Левчук постоял возле дверей в ожидании, не скажет ли еще что Грибоед, но тот молчал. Тогда Левчук вспомнил, что в таких случаях вроде бы полагается греть воду, значит, надо разжечь костер. Он бросился искать топливо и под поветью нашел несколько сухих палок, которые разломал ногой, и тут же на дворе, неловко управляясь левой рукой, разжег костерок. Хуже было с посудиной для воды. Но, поискав, он обнаружил в малиннике заброшенный дырявый казанок, щепкой заткнул дыру в его дне и сбегал к ручью за водой. Все время он прислушивался к звукам из тока и, хотя почти ничего не слышал, сам не заходил туда. Он начал хозяйничать возле огня, который неплохо разгорался на ветру, и вода в казанке стала понемногу греться.
– Вот и добра, – сказал Грибоед, выскочив из тока. – Догадливый!
– Ну как там? – спросил Левчук.
– Ничего. Все добра.
– А ты того... Что-нибудь понимаешь?
– Ды ужо ж, што-небудь, – уклончиво ответил Грибоед, схватил какую-то тряпку, что сушилась на прислоненной под стеной бороне, и снова исчез в току.
Тем лучше, подумал Левчук, с помощью Грибоеда, может, еще как-нибудь и обойдется. Хуже, если бы с Клавой остался один он, чем бы он ей помог? Теперь он не знал, что там делалось, но его внимание к току усилилось, и он начал тревожиться: а вдруг что будет не так?
Но, по-видимому, все шло как и следует в таких случаях. Вскоре Грибоед выбежал из тока и замусоленной полон своего мундира суетливо выхватил из огня казанок.
– Что, уже?
– Уже, уже...
Левчук несколько удивился: он ждал, не послышится ли сперва детский плач или хотя бы стон матери, а тут ни плача, ни стона, и этот старый повитуха говорит, что все.
– Зараз, зараз, – несколько громче, наверное для него, сказал Грибоед из тока. – Зараз!
Левчук стоял за дверью и волновался, словно отец, волноваться которому уже не придется.
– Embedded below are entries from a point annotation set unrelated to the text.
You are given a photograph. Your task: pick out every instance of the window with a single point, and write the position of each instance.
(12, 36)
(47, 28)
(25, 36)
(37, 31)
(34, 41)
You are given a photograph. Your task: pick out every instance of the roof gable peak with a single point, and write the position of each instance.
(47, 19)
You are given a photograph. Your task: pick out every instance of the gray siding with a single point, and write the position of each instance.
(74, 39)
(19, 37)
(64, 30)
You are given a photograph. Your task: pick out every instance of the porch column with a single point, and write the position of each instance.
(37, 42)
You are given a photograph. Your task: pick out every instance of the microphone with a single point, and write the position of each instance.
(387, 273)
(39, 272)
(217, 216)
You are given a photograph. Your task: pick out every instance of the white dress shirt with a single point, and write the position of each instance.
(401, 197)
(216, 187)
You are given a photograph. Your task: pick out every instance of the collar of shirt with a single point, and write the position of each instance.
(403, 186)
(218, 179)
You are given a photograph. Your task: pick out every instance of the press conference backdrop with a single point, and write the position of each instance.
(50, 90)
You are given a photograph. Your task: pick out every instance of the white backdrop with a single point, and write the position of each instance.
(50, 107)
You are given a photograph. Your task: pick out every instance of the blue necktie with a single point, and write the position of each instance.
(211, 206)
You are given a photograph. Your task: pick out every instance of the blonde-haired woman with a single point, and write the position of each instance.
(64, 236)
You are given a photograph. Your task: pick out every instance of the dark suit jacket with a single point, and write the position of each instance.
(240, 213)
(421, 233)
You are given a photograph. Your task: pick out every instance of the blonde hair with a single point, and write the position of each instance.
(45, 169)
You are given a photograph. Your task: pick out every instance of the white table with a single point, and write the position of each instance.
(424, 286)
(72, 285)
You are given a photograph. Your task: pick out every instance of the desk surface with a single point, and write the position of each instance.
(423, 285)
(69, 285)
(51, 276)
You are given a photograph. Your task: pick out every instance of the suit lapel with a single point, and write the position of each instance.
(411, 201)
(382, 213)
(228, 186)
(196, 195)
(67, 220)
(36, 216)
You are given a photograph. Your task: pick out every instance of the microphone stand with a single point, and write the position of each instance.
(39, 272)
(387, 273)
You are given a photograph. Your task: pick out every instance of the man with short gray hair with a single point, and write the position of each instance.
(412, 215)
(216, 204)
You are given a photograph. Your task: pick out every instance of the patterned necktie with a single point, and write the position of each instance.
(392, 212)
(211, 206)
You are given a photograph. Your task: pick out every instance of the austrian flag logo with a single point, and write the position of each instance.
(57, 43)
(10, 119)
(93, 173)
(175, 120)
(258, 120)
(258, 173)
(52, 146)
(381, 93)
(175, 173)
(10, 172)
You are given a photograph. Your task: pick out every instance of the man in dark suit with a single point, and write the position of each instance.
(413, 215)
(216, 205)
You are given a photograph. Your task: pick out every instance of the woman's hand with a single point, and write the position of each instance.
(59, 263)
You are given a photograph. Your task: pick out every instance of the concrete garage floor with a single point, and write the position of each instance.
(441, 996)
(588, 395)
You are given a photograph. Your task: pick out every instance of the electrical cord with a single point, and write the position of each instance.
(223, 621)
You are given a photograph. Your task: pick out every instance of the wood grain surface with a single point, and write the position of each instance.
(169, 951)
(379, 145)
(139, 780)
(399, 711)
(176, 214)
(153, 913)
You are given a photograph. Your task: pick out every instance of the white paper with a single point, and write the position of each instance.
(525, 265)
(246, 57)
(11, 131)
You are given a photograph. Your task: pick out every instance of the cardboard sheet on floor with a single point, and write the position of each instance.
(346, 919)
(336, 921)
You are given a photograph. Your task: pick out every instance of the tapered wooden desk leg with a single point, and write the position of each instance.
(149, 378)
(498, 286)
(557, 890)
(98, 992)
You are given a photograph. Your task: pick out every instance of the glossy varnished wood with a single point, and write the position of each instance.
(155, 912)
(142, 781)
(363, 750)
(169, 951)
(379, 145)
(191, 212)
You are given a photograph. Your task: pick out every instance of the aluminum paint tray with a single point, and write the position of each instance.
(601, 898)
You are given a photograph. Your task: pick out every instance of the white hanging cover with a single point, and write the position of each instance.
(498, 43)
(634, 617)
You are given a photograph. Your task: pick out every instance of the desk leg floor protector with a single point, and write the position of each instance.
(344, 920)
Эта обязанность перепала им, его товарищам по войне, и теперь многое в отношениях Левчука к Клаве определялось его отношением к Платонову. Во всяком случае, Левчук чувствовал себя обязанным не столько ради самой Клавы, сколько ради их погибшего начальника штаба.
– Так кто там? – нетерпеливо спросил Левчук. – Парень или девка?
– Мужик! – каким-то незнакомым, подобревшим голосом сказал Грибоед. – Харошы дятюк. Иди сюды...
С неожиданным, просто невероятным для него любопытством Левчук шагнул в ток и взглянул на небольшой сверток из парашютного шелка в руках Грибоеда. Рядом в полумраке чужой соломенной постели почти со страхом в измученных глазах смотрела на них Клава.
– Во, погляди! Аккурат Платонов. Ага?